Мы едва пробежали несколько сотен метров, как я увидел посреди дороги безжизненное тело с раскинутыми руками. Я так хорошо его знал, что узнал издали: это был Жанно Кайе. Глаза закрыты, голова в крови — мёртв. Я был в этом уверен: я слишком его любил, чтобы могло быть иначе.

Я повернулся к Лиле:

— Господи, чего ты ждёшь! Осмотри его!

Она удивилась, но стала на колени возле Жанно и приложила ухо к его груди.

Кажется, я засмеялся. Я так долго в годы разлуки воображал её ухаживающей за ранеными среди польских партизан, что ожидал от неё работы медсестры. И теперь я видел её именно такой, склонившейся над телом моего товарища в надежде найти признаки жизни. Она повернулась ко мне:

— Кажется, он…

В этот момент Жанно пошевелился, сел и, несколько раз помотав головой и отряхиваясь, с ещё мутным взглядом, заорал:

— Они идут!

— Ах ты, чёрт тебя возьми совсем! — закричал я с облегчением.

— Они здесь! Они идут!

Я схватил Лилу за руку, и мы побежали.

Я хотел оставить Лилу в безопасном месте и потом уйти с товарищами. Согласно "зелёному плану" мы уже давно знали свою задачу: диверсии на железных дорогах, порча линий высокого напряжения, нападения на поезда. Мы должны были группироваться в районе Орна, но всё шло не так, как предусмотрено. Когда мне удалось добраться до Суба на следующий день, я нашёл нашего любимого начальника в диком бешенстве. Одетый в великолепную форму — он присвоил себе звание полковника, — он грозил кулаком небу, где кружились самолёты союзников.

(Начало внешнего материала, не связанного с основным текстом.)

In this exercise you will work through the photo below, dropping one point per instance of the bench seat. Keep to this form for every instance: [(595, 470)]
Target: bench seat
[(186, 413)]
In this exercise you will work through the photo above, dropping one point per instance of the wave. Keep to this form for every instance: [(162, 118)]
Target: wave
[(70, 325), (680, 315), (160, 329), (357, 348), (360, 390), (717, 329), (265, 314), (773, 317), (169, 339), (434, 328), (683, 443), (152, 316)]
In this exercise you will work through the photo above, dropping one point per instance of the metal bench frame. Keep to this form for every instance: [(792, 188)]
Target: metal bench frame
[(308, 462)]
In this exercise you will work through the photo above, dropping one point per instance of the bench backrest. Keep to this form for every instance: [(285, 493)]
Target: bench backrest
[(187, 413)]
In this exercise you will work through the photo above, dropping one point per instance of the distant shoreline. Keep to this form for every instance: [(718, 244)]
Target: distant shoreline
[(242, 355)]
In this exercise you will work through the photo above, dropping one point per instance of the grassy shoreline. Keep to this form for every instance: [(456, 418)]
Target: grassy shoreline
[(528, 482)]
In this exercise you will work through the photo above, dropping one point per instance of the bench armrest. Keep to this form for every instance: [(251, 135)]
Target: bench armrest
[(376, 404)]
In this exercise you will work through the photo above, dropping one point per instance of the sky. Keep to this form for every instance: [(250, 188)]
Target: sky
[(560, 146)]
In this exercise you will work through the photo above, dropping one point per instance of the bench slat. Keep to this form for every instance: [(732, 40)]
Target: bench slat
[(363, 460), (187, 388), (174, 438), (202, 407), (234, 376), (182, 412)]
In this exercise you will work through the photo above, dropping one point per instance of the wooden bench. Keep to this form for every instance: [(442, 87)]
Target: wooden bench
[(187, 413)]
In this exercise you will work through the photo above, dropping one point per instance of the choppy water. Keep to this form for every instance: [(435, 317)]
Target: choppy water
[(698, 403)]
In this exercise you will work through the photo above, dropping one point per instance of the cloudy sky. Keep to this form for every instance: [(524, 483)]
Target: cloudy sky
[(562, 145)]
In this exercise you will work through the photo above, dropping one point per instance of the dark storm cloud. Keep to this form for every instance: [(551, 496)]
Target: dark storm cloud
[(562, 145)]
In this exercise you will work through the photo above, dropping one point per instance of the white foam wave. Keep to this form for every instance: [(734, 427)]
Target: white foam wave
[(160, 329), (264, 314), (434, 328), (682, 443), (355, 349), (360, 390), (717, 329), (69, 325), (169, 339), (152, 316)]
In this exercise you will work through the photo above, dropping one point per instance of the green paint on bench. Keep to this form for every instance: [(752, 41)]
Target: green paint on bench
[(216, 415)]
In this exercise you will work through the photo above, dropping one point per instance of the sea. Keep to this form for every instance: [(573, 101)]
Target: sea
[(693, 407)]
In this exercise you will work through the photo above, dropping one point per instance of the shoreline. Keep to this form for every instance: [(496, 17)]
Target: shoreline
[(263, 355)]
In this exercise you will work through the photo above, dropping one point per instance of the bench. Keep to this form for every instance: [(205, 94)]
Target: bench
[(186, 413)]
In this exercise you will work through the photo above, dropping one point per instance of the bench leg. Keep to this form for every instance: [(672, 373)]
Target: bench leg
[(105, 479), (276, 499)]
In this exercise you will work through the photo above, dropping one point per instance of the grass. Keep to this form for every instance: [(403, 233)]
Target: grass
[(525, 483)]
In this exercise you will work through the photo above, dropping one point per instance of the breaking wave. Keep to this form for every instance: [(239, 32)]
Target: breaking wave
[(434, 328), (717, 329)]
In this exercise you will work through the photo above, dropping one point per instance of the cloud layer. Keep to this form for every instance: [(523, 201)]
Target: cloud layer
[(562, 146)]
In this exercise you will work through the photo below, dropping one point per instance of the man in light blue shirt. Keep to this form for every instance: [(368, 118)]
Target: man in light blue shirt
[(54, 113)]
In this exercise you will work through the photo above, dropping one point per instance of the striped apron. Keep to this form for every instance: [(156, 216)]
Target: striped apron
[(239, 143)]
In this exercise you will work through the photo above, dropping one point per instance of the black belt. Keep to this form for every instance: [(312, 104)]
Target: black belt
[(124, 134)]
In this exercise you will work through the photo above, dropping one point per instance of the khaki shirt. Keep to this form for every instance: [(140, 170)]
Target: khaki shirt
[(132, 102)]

— Эти сволочи всё испортили, — ревел он. — Они нарушили всю нашу связь. Наши парни никак не могут собраться. Каково это видеть!

Он только что не проклинал высадку. Даже много лет спустя он по-прежнему хмурился, когда при нём упоминали о высадке союзников. Думаю, он хотел бы "сопротивляться" ещё лет двадцать.

Каждый раз, как нас при разрыве бомбы засыпало землёй, Лила гладила моё лицо:

— Ты боишься погибнуть, Людо?

— Не боюсь, но не хочу.

Выйдя из Ла-Мотт в шесть утра, к шести часам вечера мы смогли продвинуться только на три километра от дорожного знака Кло. Именно там, лёжа распластавшись за откосом, время от времени поднимая голову и пытаясь угадать, откуда ждать очередного удара, мы увидели потрясающее зрелище — до сих пор не знаю, смешное, героическое или и то и другое вместе. Перед нами гуськом продефилировали четыре першерона: первый был запряжён в фургон, остальные — в телеги. Они двигались с полным безразличием ко всему происходящему вокруг, видимо научившись этому у своих хозяев. Семья Маньяр переезжала. Все четверо втиснулись в фургон: девицы сидели на ящиках с продуктами, отец с сыном стояли впереди. За ними тащились телеги с мебелью, кроватями, стульями, матрасами, сундуками, шкафами, тюками белья и бочками. Три коровы завершали шествие. Семья тряслась по дороге, с замкнутыми, как всегда, лицами, не глядя ни на небо, ни на землю. До сих пор не знаю, была ли это тупость или проявление каких-то сверхчеловеческих качеств.